Even at 13 schools, which include football-only members Cal Poly and UC Davis, the Big Sky is the largest FCS conference in the country.
Idaho must shed 22 scholarships -- dropping from 85 to 63 -- during the move to the FCS. Should Idaho remain above the limit come 2018, the school would be ineligible for postseason play.
Petrino, Idaho’s fourth-year coach, said the Vandals are committed to reaching eligibility for the FCS playoffs right away.
"That's why it's good to have a two-year plan to get there," said Petrino, a Butte native who played quarterback at Carroll College in the late 1980s. "By having the two years to get there, we will make sure we get there scholarship-wise so the first year we can go into the playoffs and be successful there."
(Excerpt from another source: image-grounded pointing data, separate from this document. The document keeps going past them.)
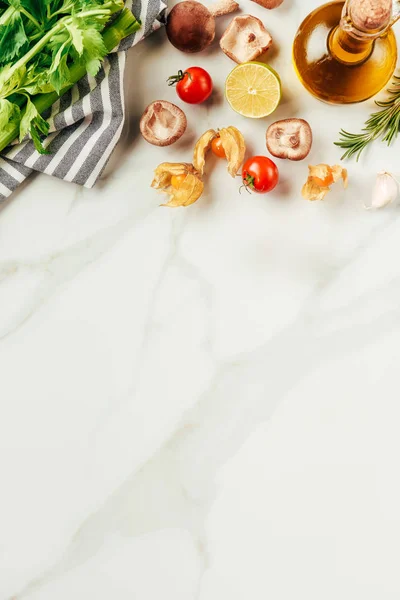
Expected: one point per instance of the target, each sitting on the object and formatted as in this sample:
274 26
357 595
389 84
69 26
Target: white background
202 403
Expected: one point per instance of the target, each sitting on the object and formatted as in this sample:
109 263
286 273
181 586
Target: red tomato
193 85
260 174
217 147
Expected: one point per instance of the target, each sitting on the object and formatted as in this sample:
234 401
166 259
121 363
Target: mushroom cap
269 3
290 138
190 26
245 39
162 123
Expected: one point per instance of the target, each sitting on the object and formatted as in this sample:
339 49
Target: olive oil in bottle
344 54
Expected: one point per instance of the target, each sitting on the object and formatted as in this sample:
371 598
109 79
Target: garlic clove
385 191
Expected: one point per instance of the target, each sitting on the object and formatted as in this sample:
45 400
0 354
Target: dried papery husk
189 190
319 181
202 148
232 143
235 148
Spear added that Idaho does not foresee a need to cut other athletic programs, either to comply with Title IX regulations or for budgetary concerns. The athletic director also said Idaho's unique circumstances will not bend NCAA transfer rules, with any player leaving the program for an FBS or FCS location still being required to sit out one year.
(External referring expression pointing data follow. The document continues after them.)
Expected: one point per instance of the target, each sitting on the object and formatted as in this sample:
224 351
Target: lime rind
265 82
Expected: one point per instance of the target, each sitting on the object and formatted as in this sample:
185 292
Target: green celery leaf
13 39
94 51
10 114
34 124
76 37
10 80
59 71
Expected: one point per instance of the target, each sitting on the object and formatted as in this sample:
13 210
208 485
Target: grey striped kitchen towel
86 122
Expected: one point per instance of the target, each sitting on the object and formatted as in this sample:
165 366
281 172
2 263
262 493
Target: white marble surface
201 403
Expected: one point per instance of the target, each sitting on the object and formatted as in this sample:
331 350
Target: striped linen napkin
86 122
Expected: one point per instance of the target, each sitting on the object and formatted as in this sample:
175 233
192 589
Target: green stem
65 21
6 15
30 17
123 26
The Big Sky has also been pursuing New Mexico State as a football member, though the Aggies have not made a decision on their future at this time.
Montana and Idaho enjoyed a fierce rivalry, second only to the Brawl of the Wild with Montana State, during the Vandals' time as conference foes with the Griz. The teams played for the Little Brown Stein, the rivalry trophy that's been housed in Missoula since their last meeting in 2003, a 41-28 victory at Washington-Grizzly Stadium.